Des organisations criminelles dirigées depuis les prisons par des « leaders négatifs » ou « pranes » ont corrompu les systèmes pénitentiaires de divers pays, mais au Venezuela, ces dernières années, elles ont pris le contrôle de certains centres pénitentiaires, affirme un rapport de l’Observatoire vénézuélien des prisons (OVP). ). ).
Les pranes, acronyme de « prisonniers tueurs-nés », sont des criminels qui, ces dernières années, se « consolident » sous « le regard inerte de l’État », s’accordent les spécialistes en criminologie.
Le mot est apparu à la fin des années 1990 et a été utilisé pour la première fois à Porto Rico par une personne condamnée à 15 ans de prison pour meurtre, selon le rapport « L’histoire du pranato au Venezuela », présenté par l’OVP. Mercredi.
Bien que pour l’organisation qui, depuis 2002, veille au respect des droits humains des personnes privées de liberté dans le pays, il soit complexe de définir quand la figure du pranato est apparue au Venezuela, elle précise que depuis 2004, ils ont commencé à fonctionner avec le « consentement des ministres de l’Intérieur et de la Justice », au milieu d’un contexte marqué par la « passivité des autorités ».
« Malheureusement, ce que l’on sait du pranate dans notre pays n’est que la pointe de l’iceberg, car la construction de ces empires criminels ne se fait pas en peu de temps et ne peut pas non plus passer inaperçue aux yeux des autorités », souligne l’enquête.
Pour l’organisation, créée en 2008 et sous la direction de l’ancien ministre de l’Intérieur et de la Justice Tareck El Aissami, devenu cette année ministre du Pétrole après la révélation d’un scandale de corruption impliquant l’industrie pétrolière, « des changements négatifs sont survenus dans le cadre institutionnel. » et les prisons ont été dénaturées. «
« Les prans imposaient leurs propres normes et règles, à tel point que les figures des réalisateurs n’étaient qu’un simple formalisme. De même, soumettre la vie et les droits des détenus au paiement du montant exorbitant hebdomadaire ou mensuel, appelé causa. Leurs bénéfices ont dépassé les millions de dollars », détaille l’enquête.

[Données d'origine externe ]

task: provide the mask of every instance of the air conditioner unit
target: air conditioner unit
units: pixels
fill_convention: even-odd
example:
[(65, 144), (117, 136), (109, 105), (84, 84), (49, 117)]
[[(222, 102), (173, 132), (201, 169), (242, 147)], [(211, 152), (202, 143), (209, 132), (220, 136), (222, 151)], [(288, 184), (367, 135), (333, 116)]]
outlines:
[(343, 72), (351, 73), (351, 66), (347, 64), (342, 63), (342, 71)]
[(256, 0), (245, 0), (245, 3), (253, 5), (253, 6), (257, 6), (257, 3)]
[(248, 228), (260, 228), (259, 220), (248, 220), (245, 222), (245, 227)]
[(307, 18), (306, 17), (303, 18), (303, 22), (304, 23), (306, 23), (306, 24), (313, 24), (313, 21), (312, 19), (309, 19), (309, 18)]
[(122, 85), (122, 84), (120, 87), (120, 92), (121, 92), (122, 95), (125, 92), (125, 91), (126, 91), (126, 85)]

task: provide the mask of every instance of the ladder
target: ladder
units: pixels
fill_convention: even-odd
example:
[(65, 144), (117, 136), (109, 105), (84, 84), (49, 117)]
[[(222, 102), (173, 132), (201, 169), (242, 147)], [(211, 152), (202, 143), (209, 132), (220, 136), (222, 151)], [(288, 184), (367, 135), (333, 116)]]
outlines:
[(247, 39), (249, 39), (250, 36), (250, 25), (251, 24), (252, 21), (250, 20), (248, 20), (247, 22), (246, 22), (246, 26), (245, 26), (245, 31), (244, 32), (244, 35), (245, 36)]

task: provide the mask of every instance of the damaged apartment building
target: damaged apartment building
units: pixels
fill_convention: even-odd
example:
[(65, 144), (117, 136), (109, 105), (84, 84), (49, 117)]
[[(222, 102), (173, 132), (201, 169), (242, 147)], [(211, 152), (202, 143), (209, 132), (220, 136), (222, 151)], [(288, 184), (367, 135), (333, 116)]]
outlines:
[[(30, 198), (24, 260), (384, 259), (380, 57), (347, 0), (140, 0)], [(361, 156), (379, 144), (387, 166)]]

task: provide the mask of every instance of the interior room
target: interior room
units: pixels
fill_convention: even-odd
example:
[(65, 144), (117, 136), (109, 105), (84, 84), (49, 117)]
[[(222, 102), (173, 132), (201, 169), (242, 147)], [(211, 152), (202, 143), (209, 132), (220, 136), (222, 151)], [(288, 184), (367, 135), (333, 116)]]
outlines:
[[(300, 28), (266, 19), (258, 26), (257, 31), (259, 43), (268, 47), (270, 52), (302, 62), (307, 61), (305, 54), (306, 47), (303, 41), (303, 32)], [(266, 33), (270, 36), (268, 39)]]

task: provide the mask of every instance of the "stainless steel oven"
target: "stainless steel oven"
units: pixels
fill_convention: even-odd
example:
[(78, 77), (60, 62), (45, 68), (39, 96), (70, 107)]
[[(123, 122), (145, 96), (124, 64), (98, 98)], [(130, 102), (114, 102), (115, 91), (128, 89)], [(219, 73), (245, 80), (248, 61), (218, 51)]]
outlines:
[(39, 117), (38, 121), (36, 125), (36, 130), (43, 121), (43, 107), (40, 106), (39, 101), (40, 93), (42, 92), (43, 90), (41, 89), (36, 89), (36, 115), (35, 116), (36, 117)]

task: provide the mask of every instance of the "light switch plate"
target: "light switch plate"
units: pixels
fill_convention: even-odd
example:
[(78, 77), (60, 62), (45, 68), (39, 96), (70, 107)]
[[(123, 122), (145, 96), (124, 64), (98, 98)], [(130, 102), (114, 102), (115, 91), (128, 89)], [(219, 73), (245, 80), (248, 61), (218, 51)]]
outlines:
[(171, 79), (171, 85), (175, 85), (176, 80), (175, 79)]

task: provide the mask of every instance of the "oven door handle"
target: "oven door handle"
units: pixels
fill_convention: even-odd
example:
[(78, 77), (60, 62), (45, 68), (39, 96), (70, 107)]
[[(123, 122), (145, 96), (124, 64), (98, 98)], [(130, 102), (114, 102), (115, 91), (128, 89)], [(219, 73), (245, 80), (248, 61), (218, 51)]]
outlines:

Pendant des années, c’était un « secret de polichinelle » que le Tren de Aragua opérait depuis la prison de Tocorón, dans l’État d’Aragua, un méga-gang dédié à diverses activités criminelles, notamment les enlèvements, l’extorsion et le trafic de drogue, qui s’est répandu dans tout le pays. .plusieurs pays de la région.
Cette année, le gouvernement du président Nicolas Maduro a décidé de « démanteler et mettre un terme » aux bandes criminelles organisées à Tocorón et dans six autres prisons du pays qui fonctionnaient de manière similaire. Avec les mesures, pour des organisations comme Crime perspicacele système « semble toucher à sa fin ».
Les installations, du moins à Tocorón, étaient très différentes de l’image habituelle d’une prison : il y avait des piscines, des terrains de sport, des restaurants, des petites maisons et même un zoo. C’était une « petite ville » où vivaient, par choix, les proches des détenus.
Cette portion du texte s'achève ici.